FC RShVSM-Olympia Minsk (ФК РШВСМ-Алімпія, FK RShVSM-Alimpiya) was a Belarusian football club based in Minsk. It represented the Belarusian State University of Physical Training.

==History==
Throughout its history, the club was always associated with a number of sport universities and youth football schools based in Minsk.

It was founded in 1985 as SKIF. From 1985 until 1991, the team played in Belarusian SSR Top League. In 1990, it was renamed to SKIF-ShVSM.
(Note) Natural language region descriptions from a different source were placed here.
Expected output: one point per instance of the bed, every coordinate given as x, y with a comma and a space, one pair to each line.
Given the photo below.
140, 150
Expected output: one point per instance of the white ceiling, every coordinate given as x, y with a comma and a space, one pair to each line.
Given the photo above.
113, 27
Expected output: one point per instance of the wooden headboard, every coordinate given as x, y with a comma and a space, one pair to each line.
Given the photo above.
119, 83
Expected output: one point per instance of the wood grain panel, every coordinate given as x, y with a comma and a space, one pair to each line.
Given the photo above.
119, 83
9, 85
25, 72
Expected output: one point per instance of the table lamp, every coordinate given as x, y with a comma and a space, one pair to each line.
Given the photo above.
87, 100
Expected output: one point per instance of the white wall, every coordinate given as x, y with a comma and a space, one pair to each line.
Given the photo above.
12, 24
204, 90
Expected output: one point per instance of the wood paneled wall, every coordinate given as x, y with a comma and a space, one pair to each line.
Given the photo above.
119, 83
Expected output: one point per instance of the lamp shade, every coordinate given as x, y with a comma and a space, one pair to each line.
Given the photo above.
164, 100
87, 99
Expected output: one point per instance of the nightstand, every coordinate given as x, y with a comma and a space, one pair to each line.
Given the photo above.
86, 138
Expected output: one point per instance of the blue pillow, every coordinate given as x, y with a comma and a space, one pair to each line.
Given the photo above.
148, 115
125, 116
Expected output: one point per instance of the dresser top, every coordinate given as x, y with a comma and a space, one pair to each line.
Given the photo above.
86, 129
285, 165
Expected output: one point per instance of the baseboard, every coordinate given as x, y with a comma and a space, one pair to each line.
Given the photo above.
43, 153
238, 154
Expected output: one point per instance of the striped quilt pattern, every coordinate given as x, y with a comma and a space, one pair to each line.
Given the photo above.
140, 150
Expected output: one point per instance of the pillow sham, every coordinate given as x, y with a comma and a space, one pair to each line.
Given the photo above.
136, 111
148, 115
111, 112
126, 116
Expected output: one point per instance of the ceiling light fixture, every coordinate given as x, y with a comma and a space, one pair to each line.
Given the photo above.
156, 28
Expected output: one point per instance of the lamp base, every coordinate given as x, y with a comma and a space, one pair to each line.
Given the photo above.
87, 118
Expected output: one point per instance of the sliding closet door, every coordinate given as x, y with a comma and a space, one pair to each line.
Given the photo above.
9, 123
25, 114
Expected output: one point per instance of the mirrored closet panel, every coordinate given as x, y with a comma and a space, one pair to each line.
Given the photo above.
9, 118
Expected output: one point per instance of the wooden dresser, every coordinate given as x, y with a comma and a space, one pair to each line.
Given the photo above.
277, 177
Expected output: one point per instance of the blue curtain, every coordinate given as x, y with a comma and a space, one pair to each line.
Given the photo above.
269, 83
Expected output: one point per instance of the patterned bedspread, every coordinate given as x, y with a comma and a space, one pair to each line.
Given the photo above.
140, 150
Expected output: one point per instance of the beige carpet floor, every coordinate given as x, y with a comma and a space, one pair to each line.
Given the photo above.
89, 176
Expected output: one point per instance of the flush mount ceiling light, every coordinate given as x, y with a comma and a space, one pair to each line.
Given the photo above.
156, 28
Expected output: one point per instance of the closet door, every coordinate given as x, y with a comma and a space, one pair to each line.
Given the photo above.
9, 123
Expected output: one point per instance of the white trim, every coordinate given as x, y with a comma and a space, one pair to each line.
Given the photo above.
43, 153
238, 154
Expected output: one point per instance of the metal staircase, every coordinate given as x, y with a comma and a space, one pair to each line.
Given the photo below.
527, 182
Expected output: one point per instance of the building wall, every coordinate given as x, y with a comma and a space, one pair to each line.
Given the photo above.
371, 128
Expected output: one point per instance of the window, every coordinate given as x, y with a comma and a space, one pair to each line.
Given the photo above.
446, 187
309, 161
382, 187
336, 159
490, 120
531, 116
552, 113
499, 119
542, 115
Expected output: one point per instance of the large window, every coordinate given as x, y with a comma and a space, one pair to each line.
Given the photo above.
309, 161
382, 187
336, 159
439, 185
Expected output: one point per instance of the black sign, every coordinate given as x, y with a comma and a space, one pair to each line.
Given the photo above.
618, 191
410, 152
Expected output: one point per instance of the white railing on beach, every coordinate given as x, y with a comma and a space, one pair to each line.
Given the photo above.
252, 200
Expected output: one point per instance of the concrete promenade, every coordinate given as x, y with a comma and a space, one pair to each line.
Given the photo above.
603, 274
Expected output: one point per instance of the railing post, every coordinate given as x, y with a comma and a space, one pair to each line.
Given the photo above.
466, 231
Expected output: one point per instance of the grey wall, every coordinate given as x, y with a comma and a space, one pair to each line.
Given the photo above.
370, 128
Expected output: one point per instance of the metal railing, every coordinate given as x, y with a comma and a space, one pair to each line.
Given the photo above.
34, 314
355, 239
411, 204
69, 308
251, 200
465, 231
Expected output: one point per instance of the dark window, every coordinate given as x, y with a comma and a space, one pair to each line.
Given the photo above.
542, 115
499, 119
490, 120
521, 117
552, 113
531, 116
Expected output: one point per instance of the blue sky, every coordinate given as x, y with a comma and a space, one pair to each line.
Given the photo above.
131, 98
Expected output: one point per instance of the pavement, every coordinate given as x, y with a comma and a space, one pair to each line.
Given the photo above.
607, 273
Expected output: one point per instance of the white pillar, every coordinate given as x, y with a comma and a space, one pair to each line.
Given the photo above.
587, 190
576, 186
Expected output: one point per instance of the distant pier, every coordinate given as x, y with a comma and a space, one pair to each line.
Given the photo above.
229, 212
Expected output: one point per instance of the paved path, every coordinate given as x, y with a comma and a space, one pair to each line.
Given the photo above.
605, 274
In 1992, the team was renamed to SKIF-RShVSM and joined newly created Belarusian First League. In the middle of 1992–93 season, they were renamed to AFViS-RShVSM. After unsuccessful 1994–95 season the team relegated to Belarusian Second League and its name was shortened to AFViS and in 1996 changed back to AFViS-RShVSM. The last name change (to RShVSM-Olympia, 'Olympia' notes relation to the School of Olympic reserve) occurred before the team's last professional season in early 2000. Since 2001, the team only participated in youth tournaments.

===Abbreviations===
- SKIF stands for the Sports Club of Institute of Physical Culture (Спортивный Клуб Института Физкультуры, Sportivny Klub Instituta Fizkultury).
- RShVSM stands for the Republican School of the Supreme Sport Mastery (Республиканская Школа Высшего Спортивного Мастерства, Respublikanskaya Shkola Vysshego Sportivnogo Masterstva).
- AFViS stands for the Academy of Physical Education and Sports (Академия Физического Воспитания и Спорта, Akademia Fizicheskogo Vospitaniya i Sporta).